Harsanyi noted that Americans are giving up on the supposed solutions to the plague of environmental degradation, almost all of which center on the notion that the developed world must forego the comforts of modern technology; cheap energy, a bountiful and safe food supply, and the freedom to reproduce at will among them. The notion that the American way of life is unsustainable and unfair toward the rest of the world’s population is an old argument, and its remedies are suspiciously familiar. It was once claimed that the prosperity of the first world must be curtailed if there was to be peace. In particular, America’s modern conveniences, its industrial capacity, its products of free enterprise were and are the result of the theft of the developing world’s resources. Today, the same diagnosis is applied to the problem of climate change. The prescription, too, is eerily familiar.

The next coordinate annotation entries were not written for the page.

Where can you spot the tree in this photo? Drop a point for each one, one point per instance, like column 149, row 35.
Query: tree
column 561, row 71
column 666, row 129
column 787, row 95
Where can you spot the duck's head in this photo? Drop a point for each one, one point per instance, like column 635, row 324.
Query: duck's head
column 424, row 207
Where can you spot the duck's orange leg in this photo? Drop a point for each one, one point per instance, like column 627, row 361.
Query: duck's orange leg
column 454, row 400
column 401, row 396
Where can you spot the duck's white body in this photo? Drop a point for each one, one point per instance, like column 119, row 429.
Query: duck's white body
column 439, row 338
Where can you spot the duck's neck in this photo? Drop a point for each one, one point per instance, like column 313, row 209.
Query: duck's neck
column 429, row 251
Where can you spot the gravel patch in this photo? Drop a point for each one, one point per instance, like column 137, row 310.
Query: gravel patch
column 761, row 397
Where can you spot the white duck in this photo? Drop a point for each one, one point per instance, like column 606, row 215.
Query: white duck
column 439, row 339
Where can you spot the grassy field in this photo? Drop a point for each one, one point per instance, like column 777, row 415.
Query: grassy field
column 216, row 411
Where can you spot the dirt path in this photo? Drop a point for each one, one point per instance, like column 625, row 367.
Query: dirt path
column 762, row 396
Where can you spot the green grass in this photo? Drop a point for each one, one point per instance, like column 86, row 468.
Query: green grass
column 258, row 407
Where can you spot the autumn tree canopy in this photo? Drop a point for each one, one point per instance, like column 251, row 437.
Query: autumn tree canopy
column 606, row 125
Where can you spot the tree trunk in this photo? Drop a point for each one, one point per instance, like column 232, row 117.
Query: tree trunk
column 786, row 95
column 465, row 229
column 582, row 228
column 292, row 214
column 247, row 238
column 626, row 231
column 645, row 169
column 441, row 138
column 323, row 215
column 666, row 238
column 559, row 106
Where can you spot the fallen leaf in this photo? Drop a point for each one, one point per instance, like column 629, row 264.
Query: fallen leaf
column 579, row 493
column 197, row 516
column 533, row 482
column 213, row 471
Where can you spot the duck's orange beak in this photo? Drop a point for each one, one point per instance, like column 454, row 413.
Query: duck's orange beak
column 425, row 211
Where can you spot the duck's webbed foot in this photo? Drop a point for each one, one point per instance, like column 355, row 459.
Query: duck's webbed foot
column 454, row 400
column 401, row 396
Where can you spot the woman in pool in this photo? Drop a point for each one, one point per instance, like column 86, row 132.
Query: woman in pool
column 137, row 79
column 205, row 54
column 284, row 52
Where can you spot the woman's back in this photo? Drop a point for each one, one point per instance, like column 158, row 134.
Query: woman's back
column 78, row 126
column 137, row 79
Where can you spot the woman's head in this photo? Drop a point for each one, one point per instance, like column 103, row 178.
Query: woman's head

“The kind of agreement that we’re working toward will prove that the world’s leaders finally understand the scope of the challenge we are up against,” Secretary of State John Kerry insisted. “And it will help officials at every level of government know that they are part of a worldwide commitment to build sustainable economics.” What is “sustainable economics?” If you ask the Chinese, the world’s largest carbon polluters and a nation plagued by the kind of environmental degradation the United States hasn’t endured since the middle of the last century, it is the transfer of wealth from the developed to the developing world.
“Developed countries should honor their commitment of mobilizing $100 billion each year from 2020 and provide stronger financial support to developing countries afterward,” said Chinese President Xi Jinping in Paris. “It is also important that climate-friendly technologies be transferred to developing countries.” Replace the scourge of climate change with poverty and “climate-friendly technologies” with advanced military-industrial technologies, and you have a boilerplate Soviet speech aimed at an international audience. It is perhaps usurping that the notion that economic concessions to the communist world would result in better relations always found a more amenable audience in Western Europe, as do similar proposals with regard to the transference of wealth in order to mitigate the effects of climatological shifts.
Americans are displaying a waning interest in following the alarmists’ static prescriptions for addressing environmental challenges even as the nature of the problem is evolving. The crudest of climate change doomsayers will attribute this to ignorance or simply a pigheaded attachment to an unsustainable way of life. That is only so much fatuous nonsense. Americans have been privy to the same arguments for addressing climate change for decades, but they didn’t call it “climate change” during the Cold War. Perhaps Americans deserve more credit for objective skepticism and an understanding of history than they are getting from the nation’s enlightened elites.